Probability & Dice

[Sorrowdusk]

I was wondering, how do you calculate probability of multiple dice rolls?

I'm not sure how the math works.

Say for example you're using a percentile system and something has "potential" to happen on a roll of exactly a 1 on a d100. So it has a 1% chance.


Assuming you actually roll a 1, then there is still only a 10% chance of confirming (say by rolling a 1d10 and getting 1).

What's the actually over %chance of making both rolls successfully and how do you calculate that?

 

[Cadence]

I think the easiest way to visualize this problem is a tree diagram. A nice explanation is at: http://www.mathsisfun.com/data/probability-tree-diagrams.html

Google also has a variety of videos on the subject. One that seemed particularly reasonable is at:

[ame="http://www.youtube.com/watch?v=PVF5QBMF4lk"]http://www.youtube.com/watch?v=PVF5QBMF4lk[/ame]


The tree diagram for your particular problem would first branch into ten values for the first die, 0 to 9 (just like the example on the web-link branches into two values - head and tail for the first flip). Each of those then branches into ten values of 0 to 9 (like the second column of heads and tails for the second flip). That gives you 100 end branches, each with a probablity of 0.01 (since each one has 1/10 x 1/10 when you multiply them out...just like each branching in the web-page example above is 0.5x0.5=0.25). Now you wouldn't want to draw out all of those branches, but you can still count up how many of them would be exactly a one on the first roll and a one on the second roll (only one end branching out of the 100 possible ones). So now you add up the probabilities of all of the end-points you are worried about (just the 1 and 1 in this case) and get 0.01=1% (in one example on the web-page they wanted the chance of "at least one head", which went with three values of 0.25, so 0.75=75% total) . A tree diagram that had three sets of branches (instead of two like this example) would help you figure out the chances of getting each possible ability score on 3d6 (like the first example in the video, but values of 1 to 6 instead of just H and T).
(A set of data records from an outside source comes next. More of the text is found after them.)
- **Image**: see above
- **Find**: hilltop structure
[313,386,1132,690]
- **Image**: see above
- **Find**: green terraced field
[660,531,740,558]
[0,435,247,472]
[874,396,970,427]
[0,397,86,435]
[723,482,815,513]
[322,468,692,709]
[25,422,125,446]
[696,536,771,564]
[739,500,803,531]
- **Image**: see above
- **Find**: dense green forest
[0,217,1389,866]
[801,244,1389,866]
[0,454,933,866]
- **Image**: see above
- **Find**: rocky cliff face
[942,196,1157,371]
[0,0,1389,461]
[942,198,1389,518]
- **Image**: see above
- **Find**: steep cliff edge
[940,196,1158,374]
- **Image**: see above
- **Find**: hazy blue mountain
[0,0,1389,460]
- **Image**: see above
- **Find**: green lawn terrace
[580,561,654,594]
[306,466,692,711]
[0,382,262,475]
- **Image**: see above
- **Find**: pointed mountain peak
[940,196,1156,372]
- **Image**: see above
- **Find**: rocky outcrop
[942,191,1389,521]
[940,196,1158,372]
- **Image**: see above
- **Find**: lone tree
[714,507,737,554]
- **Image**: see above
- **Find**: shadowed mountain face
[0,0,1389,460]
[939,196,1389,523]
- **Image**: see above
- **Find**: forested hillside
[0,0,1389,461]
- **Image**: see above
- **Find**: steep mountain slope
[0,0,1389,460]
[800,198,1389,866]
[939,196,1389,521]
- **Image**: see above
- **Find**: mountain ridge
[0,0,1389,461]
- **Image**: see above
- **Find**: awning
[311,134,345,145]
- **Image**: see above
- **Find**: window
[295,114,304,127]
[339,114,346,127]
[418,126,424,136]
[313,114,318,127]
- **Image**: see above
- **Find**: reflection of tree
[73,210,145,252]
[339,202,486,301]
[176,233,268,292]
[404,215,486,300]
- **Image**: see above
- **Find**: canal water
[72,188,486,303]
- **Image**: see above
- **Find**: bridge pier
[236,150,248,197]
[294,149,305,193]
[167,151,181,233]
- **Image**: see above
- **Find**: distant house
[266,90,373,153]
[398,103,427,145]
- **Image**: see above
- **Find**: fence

The more mathy ways of calculating probabilities like these are usually the same as what the tree diagram represents graphically, they just assign symbols to everything in sight and use the "multiplication rule", "conditional probabilities", the "addition rule", and "combinatorics".

 

[Li Shenron]

I was wondering, how do you calculate probability of multiple dice rolls?

Simply by multiplication:

P { first roll succeeds AND second roll succeeds } = P { first roll succeeds } x P { second roll succeeds }

Which in your case would be:

P { 1% AND 10% } = P { 1% } x P { 10% } = 0.01 x 0.1 = 0.001 = 0.1%

The combined probability is the multiplication of the two individual probabilities only when the two "events" are indipendent, which is the case of rolling two dice separately.

 

[delericho]

I was wondering, how do you calculate probability of multiple dice rolls?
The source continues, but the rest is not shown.